2026.05.19 17:00

世界はどこに向かうのか
~情報分析者の視点~
米中首脳会談は米国が圧倒
対イラン再攻撃か
渡邊 芳雄(国際平和研究所所長)
今回は、5月11日から17日までを振り返ります。
この間、以下のような出来事がありました。
米国司法省、カリフォルニア州のアルケディア市長を中国のスパイ容疑で訴追(5月11日)。日米財務相会談、東京で開催(12日)。米中首脳会談、北京で開催(14日、15日)、などです。
5月14日から15日、米中首脳会談が北京で行われました。
日本の大手メディアの評価は、ほとんど中国側が優勢だったというものです。例えば新聞の見出しですが、「中国ペースに『対等』と自信」(16日、朝日)、「乏しい会談成果」(16日、読売)、「守勢の米国 成果とぼしく」(16日、産経)、などなどです。
会談の冒頭、習近平氏が台湾問題に触れ、「適切に処理できなければ両国は対立・衝突し、中米関係を極めて危険な境地に追い込むことになる」と警告しました。
脅しともいえるものでしたが、トランプ大統領はその発言に対して、何も話しませんでした。この事実をもって、あたかも話せなかった、言い返せなかったかのように報じられているのです。
しかし反論すれば、米中関係の悪化は必至、同意すれば結果として日米関係が傷つきます。何も話さないのが正解であり中国を押さえ込むことになるのです。
大手メディアの評価はあまりにも偏っていました。事実は逆、米国が「圧倒」した会談だったといえるのです。
米国政府が14日、首脳会談後に発表した声明の要点は以下のごとくです。
*米企業による中国市場へのアクセス拡大や中国企業による米産業への投資拡大など経済協力を強化する方法を協議
*中国による米国産農産物の購入を拡大
*ホルムズ海峡の開放を維持すべきと合意
*習氏は同海峡の軍事化や通行料徴収に反対
*習氏が米国産原油の購入拡大に関心
*イランの核兵器保有に反対で合意
*米国へのフェンタニル流入阻止をさらに前進
などであり、台湾問題は含まれていません。
トランプ氏は、イラン問題解決のために中国から支援を受けようとしていったのではありません。
一部メディアの報道では、行き詰ったトランプ氏が習近平氏に頭を下げてイランに働きかけることをお願いしに行ったかのように報道していますが、これも事実ではありません。
トランプ氏は、イランへの物的支援を提供しないという確約を得ることに集中し、再確認したのです。この確認をもって米国は、イランに対する軍事作戦計画(濃縮ウランの確保とイランからの運び出し)を実行しようとしています。
イラン自らが動かなければ、トランプ氏は行動するでしょう。大切なことはイランが核兵器を保有することを阻止することなのです。それには中国も同意しました。
今回の会談で、特に注目すべき点があります。米中両政府がAI(人工知能)の安全管理の在り方について対話を始める方針を確認したことです。
背景には、米国がAI技術において圧倒的優位に立っている現実があります。中国がもうすぐ米国にキャッチアップするという予測が報じられることがありますが、事実とは異なります。
今日、AIは軍事の中核技術になっています。この点が米中間競争の本質なのです。
米メディアによれば、米国のイランへの攻撃で、AIがリアルタイムで標的や攻撃の優先順位を決め、最初の24時間で1000カ所を攻撃し、最高指導者ハメネイ師と幹部の排除を実行したのです。
1月のベネズエラ、2月のイラン、共に中国が提供した防衛システムが簡単に破られてしまったのです。

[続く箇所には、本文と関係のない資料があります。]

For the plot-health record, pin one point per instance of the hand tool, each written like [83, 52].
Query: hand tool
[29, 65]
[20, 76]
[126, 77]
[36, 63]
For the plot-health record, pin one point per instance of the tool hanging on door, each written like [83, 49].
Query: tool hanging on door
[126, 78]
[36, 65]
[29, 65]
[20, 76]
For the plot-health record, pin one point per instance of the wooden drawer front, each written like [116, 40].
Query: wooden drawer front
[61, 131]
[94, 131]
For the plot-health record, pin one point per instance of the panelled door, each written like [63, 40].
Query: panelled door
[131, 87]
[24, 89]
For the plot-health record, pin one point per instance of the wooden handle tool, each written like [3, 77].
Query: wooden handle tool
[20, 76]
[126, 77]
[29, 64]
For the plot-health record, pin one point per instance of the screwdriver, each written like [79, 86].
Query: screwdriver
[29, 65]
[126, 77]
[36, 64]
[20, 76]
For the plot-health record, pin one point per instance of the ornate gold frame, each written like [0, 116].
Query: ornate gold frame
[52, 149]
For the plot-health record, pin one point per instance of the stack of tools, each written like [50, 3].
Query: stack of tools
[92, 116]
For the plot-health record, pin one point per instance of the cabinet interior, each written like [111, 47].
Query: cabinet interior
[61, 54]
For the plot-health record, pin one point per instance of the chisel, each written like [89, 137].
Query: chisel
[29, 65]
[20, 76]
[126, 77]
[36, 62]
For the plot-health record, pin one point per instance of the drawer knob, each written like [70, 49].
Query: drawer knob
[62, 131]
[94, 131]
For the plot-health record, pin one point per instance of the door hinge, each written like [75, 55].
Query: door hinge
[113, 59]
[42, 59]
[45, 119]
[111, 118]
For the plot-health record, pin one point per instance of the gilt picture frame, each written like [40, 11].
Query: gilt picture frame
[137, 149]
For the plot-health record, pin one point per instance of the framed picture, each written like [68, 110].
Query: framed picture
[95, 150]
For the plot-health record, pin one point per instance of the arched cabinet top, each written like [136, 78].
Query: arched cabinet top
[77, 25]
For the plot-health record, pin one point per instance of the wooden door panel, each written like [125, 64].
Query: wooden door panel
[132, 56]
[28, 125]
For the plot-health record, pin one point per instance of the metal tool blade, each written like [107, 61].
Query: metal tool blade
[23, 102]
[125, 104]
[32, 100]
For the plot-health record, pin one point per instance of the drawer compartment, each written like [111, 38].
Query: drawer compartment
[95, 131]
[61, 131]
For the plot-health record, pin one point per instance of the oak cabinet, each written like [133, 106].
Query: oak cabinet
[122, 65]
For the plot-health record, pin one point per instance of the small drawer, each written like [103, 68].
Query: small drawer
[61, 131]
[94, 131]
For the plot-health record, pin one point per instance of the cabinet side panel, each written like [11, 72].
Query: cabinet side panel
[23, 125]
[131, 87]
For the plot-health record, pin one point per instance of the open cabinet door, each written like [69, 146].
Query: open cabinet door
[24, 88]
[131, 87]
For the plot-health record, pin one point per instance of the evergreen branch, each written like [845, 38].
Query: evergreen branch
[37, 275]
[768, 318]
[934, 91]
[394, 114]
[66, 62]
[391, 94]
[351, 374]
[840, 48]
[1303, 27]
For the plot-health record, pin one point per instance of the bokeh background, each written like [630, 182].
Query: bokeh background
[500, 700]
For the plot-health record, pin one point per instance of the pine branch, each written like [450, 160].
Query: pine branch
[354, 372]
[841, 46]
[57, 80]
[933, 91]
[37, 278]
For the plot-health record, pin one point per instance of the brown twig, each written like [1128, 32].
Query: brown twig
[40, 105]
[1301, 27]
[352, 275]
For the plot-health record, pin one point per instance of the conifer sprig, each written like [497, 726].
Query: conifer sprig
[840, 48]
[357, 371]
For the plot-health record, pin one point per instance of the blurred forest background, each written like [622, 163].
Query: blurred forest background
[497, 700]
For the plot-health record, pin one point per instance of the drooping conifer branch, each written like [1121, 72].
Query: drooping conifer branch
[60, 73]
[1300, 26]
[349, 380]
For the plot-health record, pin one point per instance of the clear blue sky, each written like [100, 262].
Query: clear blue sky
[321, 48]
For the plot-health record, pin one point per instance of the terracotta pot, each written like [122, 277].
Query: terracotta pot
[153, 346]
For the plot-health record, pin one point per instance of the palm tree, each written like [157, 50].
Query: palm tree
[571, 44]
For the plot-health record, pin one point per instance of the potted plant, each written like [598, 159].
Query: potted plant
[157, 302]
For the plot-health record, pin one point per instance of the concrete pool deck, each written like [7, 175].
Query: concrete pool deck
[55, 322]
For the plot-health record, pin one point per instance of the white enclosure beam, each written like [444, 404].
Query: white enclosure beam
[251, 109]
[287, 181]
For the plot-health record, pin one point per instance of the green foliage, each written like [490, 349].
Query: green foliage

今年4月には、ネットシステムの弱点を見つける能力が極めて高い、米企業・アンソロピックの「クロード・ミュトス」の登場が話題になりました。もしミュトスを悪用したサイバー攻撃が行われ金融機関のシステムが麻痺(まひ)すれば、世界経済の混乱を招きかねないのです。
ベネズエラ、イランへの軍事攻撃には「クロード・ミュトス」的なAIが使用されたのではないかとみられています。
重要なことは、米国が「圧倒」しているということなのです。
さらに重要なことは、会談を終えて米国に帰る15日夜、大統領専用機の中でトランプ氏が高市首相に電話をし、約15分間会談が行われ、米国からの報告を共有したことなのです。
米国は、アンソロピック社のクロード・ミュトスへの接続権を日本に認めたようです。すでに英国には認めています。
世界は今後、デジタル分野で明確に米中に分かれていくでしょう。